Operating margin was 6.1 percent last quarter, contracting by 4.9 percentage points from 11 percent a year earlier and 8.9 percentage points from the previous quarter’s 15 percent, Casetek said.
The company’s second-quarter results were lower than HSBC Securities Corp Ltd’s estimates of NT$701 million net income, 23.2 percent gross margin and 12.9 percent operating margin.
Although Casetek did not disclose the name of the major client, it is widely believed to be Apple.
Casetek chief executive officer Gary Chuang (莊育志) said business would pick up significantly in the second half of this year, after hitting the bottom in the second quarter.

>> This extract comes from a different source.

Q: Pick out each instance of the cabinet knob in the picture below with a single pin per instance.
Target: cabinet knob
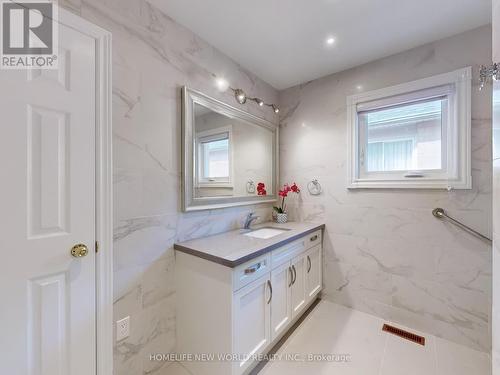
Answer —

He said Casetek’s production has recently started running at full utilization and the momentum might extend throughout the rest of the year.
With the major client’s planned launch of new notebooks this quarter, Casetek’s revenue contribution from notebook products in the second half might grow from about 40 percent last quarter, Chuang said.
The tablet business, which accounted for between 50 and 60 percent of last quarter’s revenue, is expected to enter the traditional peak season in the second half of this year, he said.
However, whether the company’s revenue in the second half could grow from the same period last year will be determined by the actual shipment volume and the average selling prices of casings, he added.
Regarding Casetek’s business for smartphones, Chuang said thefirm has not yet entered the supply chain of its major client, but has been approaching domestic smartphone vendors.
Despite the company’s attempts to diversify its products, Casetek will not supply smartphone casings this year, he said.